The U.S. national field hockey team has set up shop at American University for a “test series” of five games against Argentina. The contests, all held at Jacobs Field, began May 13 with a 1-1 draw, and conclude May 19 with a game at 4:30 p.m. Admission is free.
Landing the two best teams in the Americas—Argentina is ranked No. 2 in the world, while the U.S. is 10th—was a coup for AU. The series marks the first international field hockey competition on the East Coast since 2007.
Eagles head coach Steve Jennings is an assistant on Team USA and was instrumental in getting the event for AU.
“This will bring a lot of hockey players from not only the region, but from the entire East Coast to campus who have never seen AU before,” he said. “They’ll see our beautiful campus and our [field hockey] program, and hopefully they’ll come away impressed.”
Team USA head coach Lee Bodimeade certainly was. His team trains year round at an Olympic facility in San Diego, but the sport’s popularity center is concentrated along the eastern seaboard. From North Carolina to New York, every single member of Team USA hails from the East Coast.
“To find a complex on the East Coast like American for us is fantastic,” Bodimeade said. “The one thing about the top Division I colleges is they have a professional approach to the sport. The field here is awesome. We’re going to have NCAA and high school players from this part of the country here where they’ll see some of the best players in the world.”
Athletes from both nations spent their days practicing and playing at Jacobs Field and their nights in residence halls—Letts for the Americans, Centennial for the Argentineans.
While Las Leonas, as Team Argentina is known, was more than happy to travel to Washington, the Americans are disappointed that they will not be repaying the visit.
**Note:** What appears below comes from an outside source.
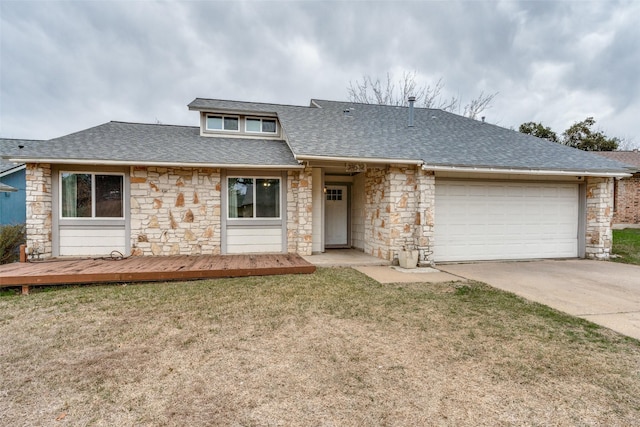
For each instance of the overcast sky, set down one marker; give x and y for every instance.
(70, 65)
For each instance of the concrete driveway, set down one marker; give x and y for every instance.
(605, 293)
Team USA failed to qualify for this year’s World Cup, being held in Rosario, Argentina, beginning August 30. The team approached this series of friendlies as the first step toward regaining its place on the international stage.
“They call them friendlies, but I’ve never played a friendly,” said Bodimeade, who as a member of the Australian men’s national team won a silver medal in the 1992 Olympics—and always gave 100 percent, even during exhibitions. “For us, it’s about the regeneration of our program.”
Keli Smith, 31, is a member of Team USA who spent 2005 as a volunteer assistant coach at AU. She used the series to try and knock off some of the rust from her nine months out of action—she gave birth to a baby in January.
“What we’ve realized is we need to play more international competitions to get into top form,” she said. “Playing Argentina is very similar to playing a [collegiate] conference rival. We see them all the time, so we’re looking forward to seeing how we do.”
The United States has its eye on the 2011 Pan Am Games in Mexico, where it very well could have to go through Argentina to qualify for the 2012 Olympics. If it’s successful in earning a ticket to the London games, Team USA will be able to look back on its stay at American as a key step in its journey toward the medal mountaintop.